The lid is in the shape of a lotus, and the bottom of the container boasts Park’s official signature in Korean characters.

Jang Il-yeoung, a 51-year-old self-employed man, won the sale, putting up 7 million won.

“I came all the way here to win this item, and I’m so excited right now,” he said after his bid. “It’s the president’s signature that I thought was the most appealing about this, and I’m going to keep it as a family treasure.”

When asked how he felt about his payment being used for the needy, he answered: “There’s great significance in that fact, too, because I can tell my children the cost of this object went toward helping others.”

Kim Hyung-wook, 40, from Bucheon, Gyeonggi, was sitting on a bench with his son, and had a bag filled with clothes on the ground.

“I’m waiting for my wife to return,” he said, as he wistfully looked around, not knowing exactly where she was. “She bought five pieces of clothing for herself, and dashed away to buy some more.”

In addition to the flea market, WeAJa provided other services and entertainment, including musical performances, free health care consultations, manicure services and crafts, with programs differing by city.
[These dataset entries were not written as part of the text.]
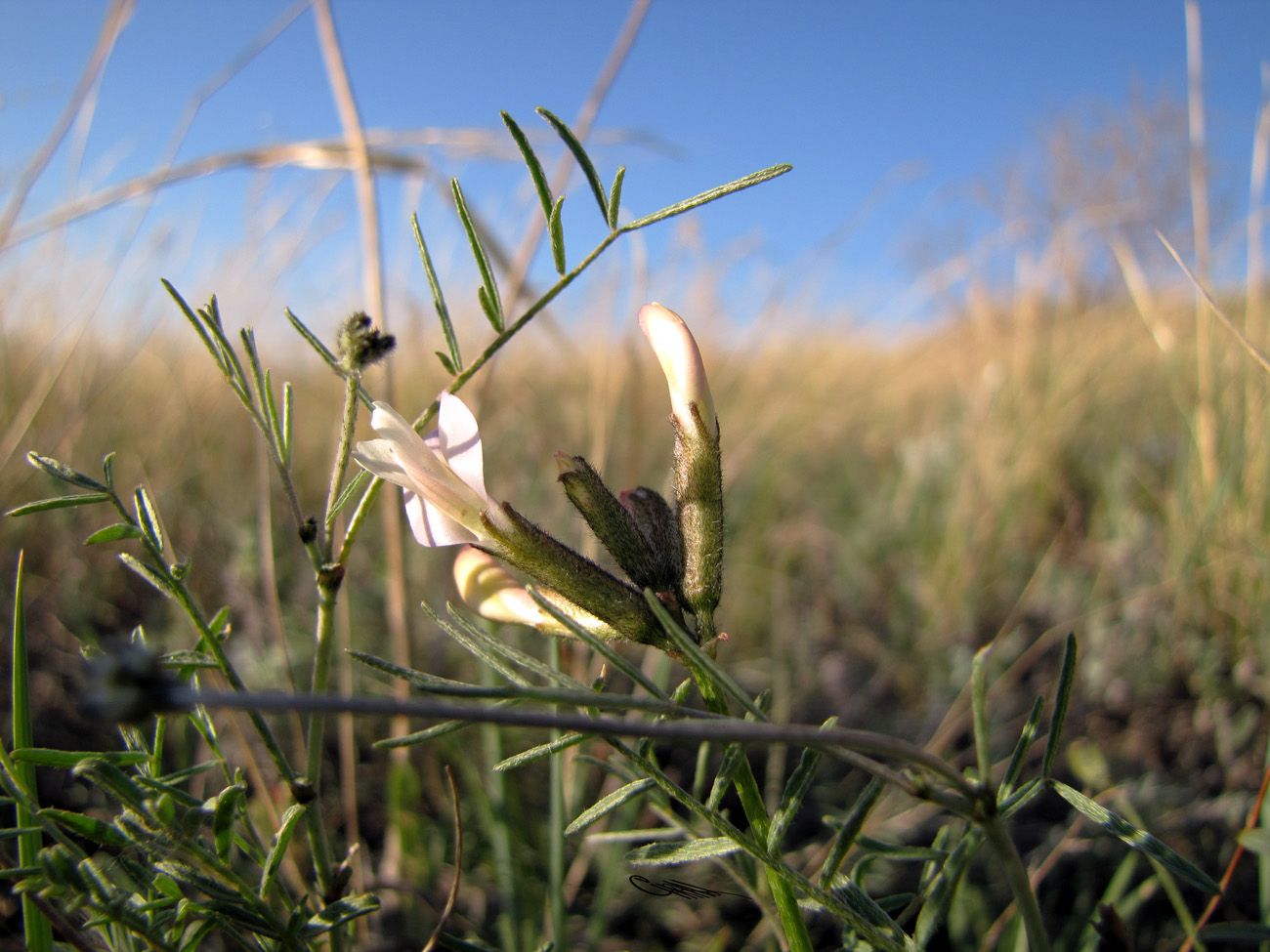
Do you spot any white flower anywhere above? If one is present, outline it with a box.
[454,546,617,639]
[639,302,719,438]
[352,393,504,546]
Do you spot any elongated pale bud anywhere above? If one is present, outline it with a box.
[639,304,723,629]
[482,503,691,650]
[454,546,618,639]
[639,302,719,436]
[619,486,683,600]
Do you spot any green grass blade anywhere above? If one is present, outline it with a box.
[259,804,308,898]
[970,644,992,786]
[449,179,504,334]
[119,553,177,598]
[913,829,983,948]
[410,215,464,373]
[609,165,626,229]
[159,278,229,377]
[997,695,1045,805]
[1049,781,1222,896]
[445,604,589,690]
[564,777,656,837]
[644,591,771,721]
[5,492,110,517]
[534,106,609,223]
[284,308,375,411]
[767,718,838,851]
[9,553,54,952]
[706,744,745,809]
[26,453,110,492]
[529,585,670,701]
[618,165,794,231]
[494,731,593,773]
[626,837,741,866]
[1040,632,1076,781]
[132,486,164,556]
[821,777,886,886]
[278,382,295,470]
[499,111,551,222]
[10,748,149,770]
[547,195,566,275]
[326,470,372,525]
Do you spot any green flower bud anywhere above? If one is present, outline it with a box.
[478,503,696,650]
[639,304,723,629]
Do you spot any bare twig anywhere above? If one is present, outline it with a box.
[0,0,134,246]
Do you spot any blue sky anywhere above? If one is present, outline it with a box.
[0,0,1270,340]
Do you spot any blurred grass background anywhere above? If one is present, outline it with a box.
[0,271,1270,947]
[0,3,1270,949]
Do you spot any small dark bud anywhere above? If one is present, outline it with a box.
[318,562,344,589]
[621,486,683,592]
[556,453,680,592]
[339,311,397,373]
[291,777,318,807]
[83,643,186,723]
[322,843,357,905]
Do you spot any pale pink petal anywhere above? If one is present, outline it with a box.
[403,490,480,546]
[436,393,487,498]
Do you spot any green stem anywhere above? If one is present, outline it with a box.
[690,665,813,952]
[547,639,569,948]
[305,371,360,913]
[979,805,1050,952]
[321,371,360,562]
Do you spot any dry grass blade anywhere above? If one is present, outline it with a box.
[0,0,134,246]
[507,0,652,308]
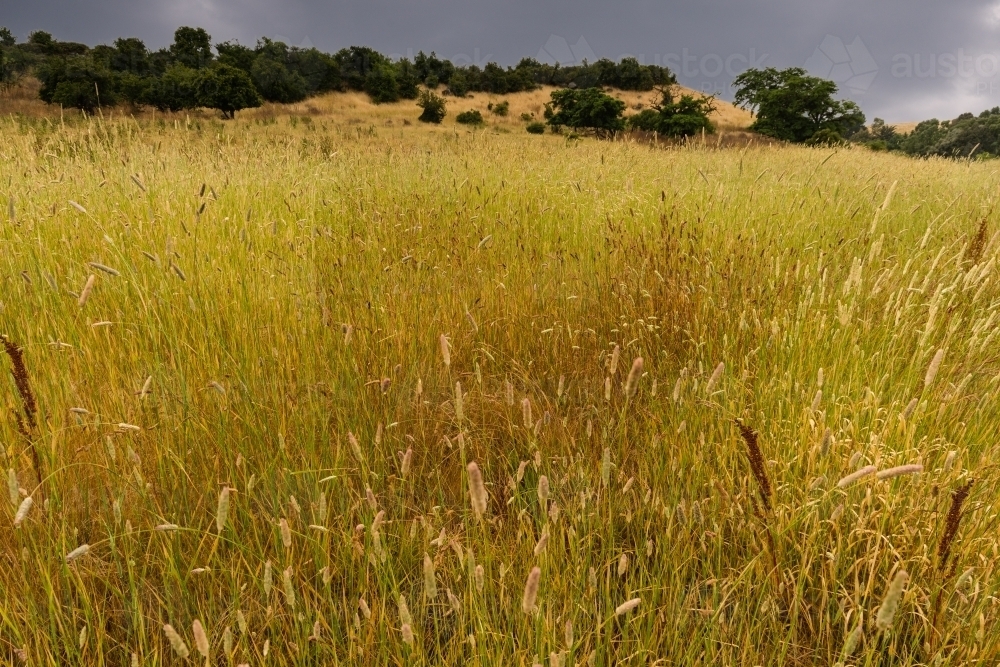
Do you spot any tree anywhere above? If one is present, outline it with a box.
[38,55,118,113]
[198,63,262,118]
[417,90,447,124]
[548,88,625,136]
[215,41,257,74]
[627,86,715,137]
[733,67,865,142]
[365,62,399,104]
[250,56,307,104]
[146,63,198,111]
[170,26,212,69]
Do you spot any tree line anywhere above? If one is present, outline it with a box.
[0,27,675,117]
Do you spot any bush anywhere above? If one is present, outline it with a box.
[365,63,399,104]
[417,90,447,123]
[487,100,510,116]
[455,109,485,125]
[198,63,262,118]
[252,56,307,104]
[806,128,844,146]
[549,88,625,135]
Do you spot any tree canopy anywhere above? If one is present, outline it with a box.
[548,88,625,135]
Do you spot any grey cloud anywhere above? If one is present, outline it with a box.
[0,0,1000,121]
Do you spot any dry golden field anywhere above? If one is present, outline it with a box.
[0,90,1000,667]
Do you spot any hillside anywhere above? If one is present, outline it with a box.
[0,79,752,132]
[0,107,1000,667]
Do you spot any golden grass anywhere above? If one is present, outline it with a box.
[0,107,1000,665]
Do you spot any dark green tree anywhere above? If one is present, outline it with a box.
[395,58,420,100]
[333,46,391,90]
[417,90,447,124]
[146,63,198,111]
[733,67,865,142]
[198,63,262,118]
[626,86,715,137]
[37,55,118,113]
[215,41,257,74]
[548,88,625,136]
[170,26,212,69]
[365,62,399,104]
[250,55,308,104]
The Korea Association of Cardiopulmonary Resuscitation set up a booth in Seoul’s WeAJa market and provided free CPR education to visitors. Lee Eun-ha, a 38-year-old mother from Gimpo, Gyeonggi, said she found the service quite helpful.

“I brought my son because I wanted him to be prepared for any emergencies in the future,” she said. “The instructors were nice, and their directions were easy enough for my child to understand, so I’m really pleased.”

WeAJa initially launched in 2005 to celebrate the anniversary of the foundation of the JoongAng Media Network, the Korea JoongAng Daily’s mother company.

Over the past decade, WeAJa has collected more than 1.1 billion won, with proceeds going to We Start. Established in 2004, making this year its 10th anniversary, We Start was incubated in part by the JoongAng Ilbo when the media company first shed light on the plight of underprivileged children in a heart-wrenching series of articles.

The news served as an informal call to action, and about 50 private organizations convened to lay the groundwork for the founding of We Start. We Start operates We Start Villages, multipurpose care facilities in areas with more than 200 children in low-come brackets.

The villages provide family counseling, psychological and physical checkups, after-school study programs and nurseries, as well as additional services. So far, they have supported around 67,000 children.